アイヌにしてもそう。明らかに大森さんは描くつもりだったと思います。高校演劇もアイヌ民話、ホルスもアイヌ伝承がアイデア発端、アイヌ民族運動家を母親に持つ宇梶剛士さんもキャスティングしていた。スピッツの主題歌にも「辿り着いたコタン」というフレーズが入っている。ただ、やっぱりあの枠では扱いきれないんですね。
渡辺麻友さんが演じた茜ちゃんも、先行して宮崎朱美さんがモデルとネットで言われたことによって扱いが難しくなったのではないかと思う。あれやっぱ神地くんと結婚する脚本だったんじゃないかと思うんだけど、上の記事でも書いた通り、宮崎駿って「妻に仕事を辞めてくれと頼んだ日のことを彼女は今も怒ってる」みたいなことをインタビューで言ってたりするんですよね。
これもNHKと宮崎駿の関係もあるし、どう燃えるかわかんない話なんで、おいそれとは扱えなくなった。それで茜ちゃんの扱いが難しくなったみたいなところもあったと思う。
ただ、すごく印象に残ってるのは、「別にモデルが誰でもいいけど、宮崎駿と結婚しないと朱美さんは朱美さんじゃなくて他の女性がモデルだったことになるのか、朱美さんが宮崎駿じゃなくて他の男性を選んだことにならず『宮崎駿の妻じゃないなら誰々の妻がモデルだ』となっていくネットの論調がすごく不思議」という意見があって、これは本当にそうだなと思いました。
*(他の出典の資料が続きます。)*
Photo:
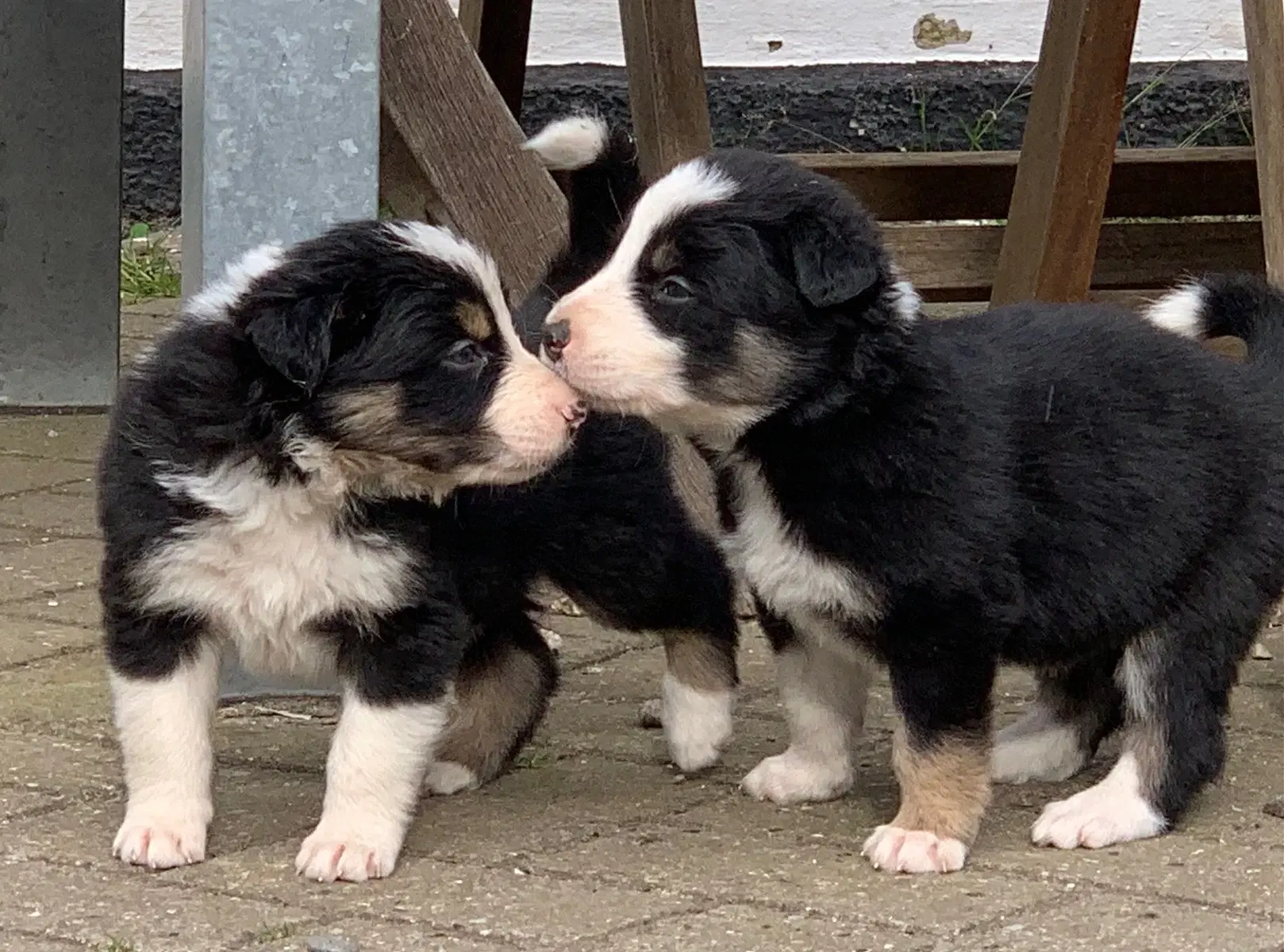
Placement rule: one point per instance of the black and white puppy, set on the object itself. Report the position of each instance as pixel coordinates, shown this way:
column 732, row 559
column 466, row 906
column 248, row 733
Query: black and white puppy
column 608, row 524
column 1066, row 488
column 270, row 484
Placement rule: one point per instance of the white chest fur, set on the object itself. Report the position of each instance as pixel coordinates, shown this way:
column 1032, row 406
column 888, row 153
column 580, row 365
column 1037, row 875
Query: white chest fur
column 268, row 563
column 791, row 579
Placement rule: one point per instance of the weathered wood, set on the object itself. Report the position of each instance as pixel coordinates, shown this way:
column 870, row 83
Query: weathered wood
column 500, row 33
column 1068, row 149
column 403, row 189
column 1263, row 31
column 465, row 141
column 959, row 262
column 1144, row 184
column 667, row 83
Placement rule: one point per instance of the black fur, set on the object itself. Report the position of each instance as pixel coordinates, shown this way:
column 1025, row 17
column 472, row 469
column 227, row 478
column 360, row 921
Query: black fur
column 1039, row 486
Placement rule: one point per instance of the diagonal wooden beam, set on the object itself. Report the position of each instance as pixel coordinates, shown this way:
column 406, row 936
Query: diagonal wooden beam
column 1263, row 31
column 500, row 31
column 1068, row 149
column 667, row 83
column 465, row 143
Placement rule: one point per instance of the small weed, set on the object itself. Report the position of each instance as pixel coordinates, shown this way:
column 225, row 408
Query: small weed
column 533, row 761
column 147, row 270
column 982, row 126
column 275, row 933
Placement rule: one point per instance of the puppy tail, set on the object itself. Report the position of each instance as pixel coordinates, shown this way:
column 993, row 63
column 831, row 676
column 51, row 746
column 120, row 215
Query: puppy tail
column 1236, row 305
column 602, row 180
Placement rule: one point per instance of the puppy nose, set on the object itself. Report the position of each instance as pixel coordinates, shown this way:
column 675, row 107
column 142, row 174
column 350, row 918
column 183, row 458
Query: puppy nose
column 575, row 413
column 556, row 336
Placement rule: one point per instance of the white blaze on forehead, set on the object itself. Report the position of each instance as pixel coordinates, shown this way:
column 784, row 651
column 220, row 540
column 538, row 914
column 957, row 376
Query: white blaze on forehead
column 690, row 185
column 217, row 298
column 463, row 255
column 571, row 143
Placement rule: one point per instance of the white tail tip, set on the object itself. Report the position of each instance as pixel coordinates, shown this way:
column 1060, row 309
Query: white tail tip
column 571, row 143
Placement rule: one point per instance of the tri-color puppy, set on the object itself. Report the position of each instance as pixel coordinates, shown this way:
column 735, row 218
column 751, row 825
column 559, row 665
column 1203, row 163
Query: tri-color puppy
column 272, row 486
column 1066, row 488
この講談社から出た『漫画映画漂流記』でも宮崎朱美さんがインタビューに答えていて(異例のことだと思う)「私も結婚した後も奥山玲子さんのように大田朱美の名前で職場で通していた」「(宮崎駿に)仕事を辞めてくれと言われて腹立たしかった。『私、描けるのに』」と語っています。たぶんメディアに対して彼女がこれを語ることって初めてじゃないかと思うんですよね。ある種のMetooというか、朱美さんも奥山玲子さんと同じように、男性の才能の影にされたHiddenFiguresの一人だったということだと思う。
この本の1番いいところは、朱美さんが奥山玲子さんの銅版画についての意見で、すごく批評的な、見方によっては厳しい意見を言うんですよね。ただの仲良しじゃない、切磋琢磨するライバルだったんだという、それはある種の誇りのように見えました。奥山さんは12年も前に70歳で亡くなられて、朱美さんもかなりの高齢だと思うんですけど、そこには何というか、奥山玲子さんと違って途中でペンという剣を捨てなくてはならなかった剣士の無念と、そして亡くなった友人への誇りのようなものがある気がするんです。
一方で、茜というキャラクターには「本当に仕事がすべてなのか、男女問わず家庭は顧みなくていいのか」ということもこめられていたと思う。これも宮崎朱美さんのエピソードで、ジブリ設立以降は宮崎駿という夫をほとんど会社に奪われたような形になって、出展がちょっと出せないんだけど、鈴木敏夫に対して直接不満をのべたというような話を読んだ記憶があるんですよね。(「もう宮崎を返してください」と鈴木敏夫に頭を下げたというような話だった記憶、知ってる方教えてください)だから、茜というキャラクターにはすごく大事なテーマがこめられていたと思う。それが描き切れていたかというと足りなかった面はあるけど。
これは復刊された奥山玲子さんの絵本。
最後に、アニメーションを担当したササユリの代表、舘野仁美さんの『エンピツ戦記』の紹介を。
「なつぞら」で一番大変だったのはこのアニメパートだったと思うんですよね。宮崎駿たち天才の作った黎明期のアニメを劇中で再現しなくちゃならないわけだから。「美空ひばりをドラマ化するんですけど、美空ひばりそのものは広瀬すずが演じますので、ちょっと美空ひばりっぽく歌ってもらえますか。あっ、そういう今風の歌い方じゃなくて、昭和の音質で。ギャラはあんまりでないんですけど、できるだけ天才・美空ひばりっぽくお願いします」みたいな依頼を引き受けたのが舘野仁美さんたちのチームだと思うんですよね。無茶苦茶じゃねえかよく引き受けたなっていう。でも『なつぞら』の影のMVPだったと思います。
舘野仁美さんの『エンピツ戦記』で面白いのは、もちろんジブリの良かった経験も多く書いてあるんですが、一部ほとんど宮崎駿内部告発に近い感じのエピソードも豊富で、宮崎駿がロック風の格好してる若いアニメーターが気に食わなくてデニム禁止にしたとかさ、ほぼパワハラなんですよ。